Sapphic Villain Era Thriller: You’ll Never Forget Me by Isha Raya
I Am in My Villain Era - She Killed Her Rival, Took the Role, and Made Me Root for Her Anyway
Dimple Kapoor did not mean to kill her rival.
She also doesn’t regret it.
If that sentence makes your pulse jump just a little, You’ll Never Forget Me is already whispering your name.
This book opens with a fall down a staircase and never once pretends it’s interested in morality. From page one, you’re trapped inside the mind of a woman who believes—deeply, stubbornly—that she deserves more than what the world is willing to give her. And if someone has to be removed from the equation for her to finally get her moment? Well. Hollywood is competitive.
Consider this your warning: this is not a redemption story. This is a villain era in designer heels.

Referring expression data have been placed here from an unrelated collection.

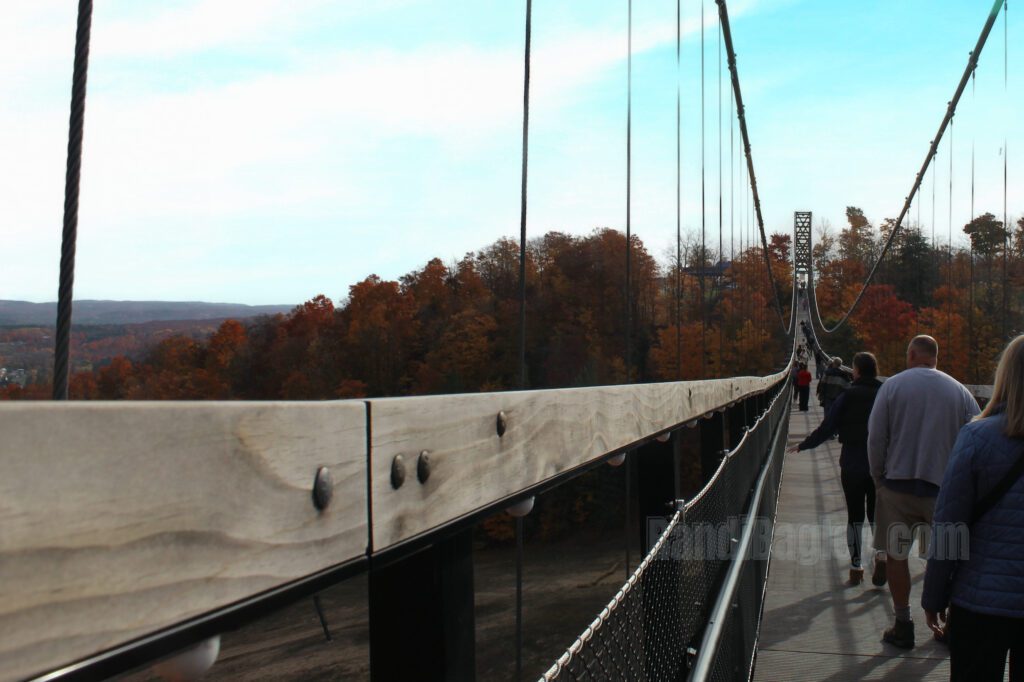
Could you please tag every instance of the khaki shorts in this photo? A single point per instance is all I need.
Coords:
(899, 518)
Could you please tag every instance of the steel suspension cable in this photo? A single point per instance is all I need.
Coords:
(732, 179)
(1006, 155)
(73, 174)
(721, 250)
(970, 312)
(950, 111)
(740, 114)
(704, 208)
(522, 198)
(522, 316)
(629, 197)
(949, 245)
(629, 296)
(934, 185)
(679, 190)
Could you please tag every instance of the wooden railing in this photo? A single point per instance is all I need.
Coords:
(121, 521)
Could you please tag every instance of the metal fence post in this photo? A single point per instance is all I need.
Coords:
(712, 444)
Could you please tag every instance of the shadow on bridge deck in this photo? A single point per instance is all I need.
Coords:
(815, 627)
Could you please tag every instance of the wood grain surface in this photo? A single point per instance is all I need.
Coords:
(120, 518)
(549, 432)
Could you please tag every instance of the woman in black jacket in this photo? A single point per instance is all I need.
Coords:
(848, 418)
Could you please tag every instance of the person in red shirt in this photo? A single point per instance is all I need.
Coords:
(804, 386)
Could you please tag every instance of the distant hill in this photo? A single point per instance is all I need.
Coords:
(130, 312)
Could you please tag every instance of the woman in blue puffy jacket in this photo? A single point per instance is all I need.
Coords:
(981, 582)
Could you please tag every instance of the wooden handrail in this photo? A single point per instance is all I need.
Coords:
(122, 519)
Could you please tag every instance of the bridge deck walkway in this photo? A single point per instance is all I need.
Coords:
(815, 626)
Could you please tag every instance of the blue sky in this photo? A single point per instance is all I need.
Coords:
(293, 147)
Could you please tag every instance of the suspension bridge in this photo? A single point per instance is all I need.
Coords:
(335, 540)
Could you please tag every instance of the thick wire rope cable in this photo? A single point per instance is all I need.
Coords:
(732, 179)
(949, 247)
(970, 310)
(719, 271)
(679, 190)
(1006, 174)
(629, 233)
(946, 121)
(522, 199)
(704, 208)
(522, 316)
(629, 197)
(73, 175)
(935, 183)
(730, 51)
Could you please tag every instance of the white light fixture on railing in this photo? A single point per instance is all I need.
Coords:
(189, 664)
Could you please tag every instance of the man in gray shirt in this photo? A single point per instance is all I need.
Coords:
(910, 433)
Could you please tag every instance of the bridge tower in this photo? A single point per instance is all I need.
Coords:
(802, 243)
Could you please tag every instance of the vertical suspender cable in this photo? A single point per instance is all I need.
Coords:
(732, 180)
(934, 185)
(679, 195)
(970, 311)
(1006, 155)
(704, 211)
(629, 198)
(69, 239)
(723, 12)
(629, 237)
(522, 202)
(949, 247)
(522, 320)
(721, 250)
(919, 178)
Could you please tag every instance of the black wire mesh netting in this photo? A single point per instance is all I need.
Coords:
(652, 628)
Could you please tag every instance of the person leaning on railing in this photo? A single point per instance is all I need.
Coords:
(848, 418)
(983, 491)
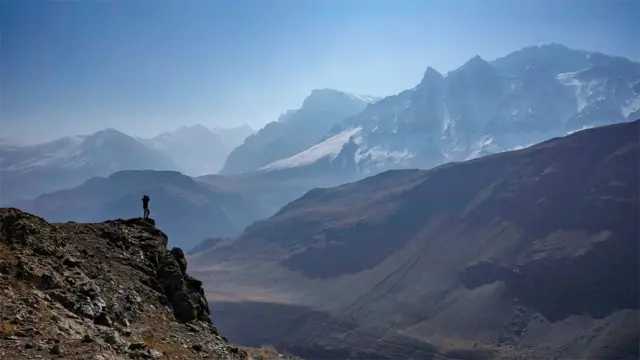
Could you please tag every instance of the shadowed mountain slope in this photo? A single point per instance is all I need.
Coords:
(531, 253)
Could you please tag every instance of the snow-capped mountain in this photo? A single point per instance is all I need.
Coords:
(197, 149)
(480, 108)
(29, 171)
(295, 130)
(234, 135)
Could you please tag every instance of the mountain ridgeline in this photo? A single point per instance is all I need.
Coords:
(482, 107)
(527, 254)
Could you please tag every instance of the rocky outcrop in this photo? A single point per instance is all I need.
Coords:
(107, 290)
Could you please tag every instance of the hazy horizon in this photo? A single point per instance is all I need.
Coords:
(144, 68)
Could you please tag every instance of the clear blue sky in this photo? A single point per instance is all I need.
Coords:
(145, 66)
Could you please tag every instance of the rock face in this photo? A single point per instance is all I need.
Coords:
(295, 130)
(29, 171)
(107, 290)
(189, 210)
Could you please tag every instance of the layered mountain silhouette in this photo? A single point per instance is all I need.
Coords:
(482, 107)
(187, 210)
(295, 130)
(28, 171)
(530, 253)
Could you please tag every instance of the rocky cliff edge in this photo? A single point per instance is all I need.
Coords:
(100, 291)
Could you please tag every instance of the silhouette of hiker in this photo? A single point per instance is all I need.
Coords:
(145, 206)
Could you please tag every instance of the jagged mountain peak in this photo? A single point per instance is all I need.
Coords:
(430, 76)
(101, 290)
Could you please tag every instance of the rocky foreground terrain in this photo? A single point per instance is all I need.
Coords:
(100, 291)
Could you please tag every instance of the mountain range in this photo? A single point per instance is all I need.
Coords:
(530, 254)
(31, 170)
(488, 212)
(187, 210)
(295, 130)
(198, 149)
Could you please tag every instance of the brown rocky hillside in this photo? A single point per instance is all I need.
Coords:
(100, 291)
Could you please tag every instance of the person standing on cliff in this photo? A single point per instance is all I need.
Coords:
(145, 206)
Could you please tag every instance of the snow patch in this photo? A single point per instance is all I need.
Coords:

Dimple Kapoor is an up-and-coming South Asian actress navigating an industry that loves her just enough to keep her hungry. When her white rival Irene dies under suspicious circumstances—and Dimple lands the role Irene was poised to take—the line between accident and opportunity blurs beyond recognition. This book is glamorous, unhinged, morally feral, and deeply aware of its own power.
🏷️ Tropes You’ll Find:
Anti-heroine / Villain POV
Sapphic obsession
Cat-and-mouse dynamics
Femme fatale energy
Hollywood satire
Morally gray everything
Power imbalance
Enemies-with-tension-that-isn’t-quite-romance
🍯 Jam Flavor
Midnight Cherry Velvet
This jam tastes like overripe cherries crushed into red velvet cake and eaten backstage while someone else bleeds out under the lights.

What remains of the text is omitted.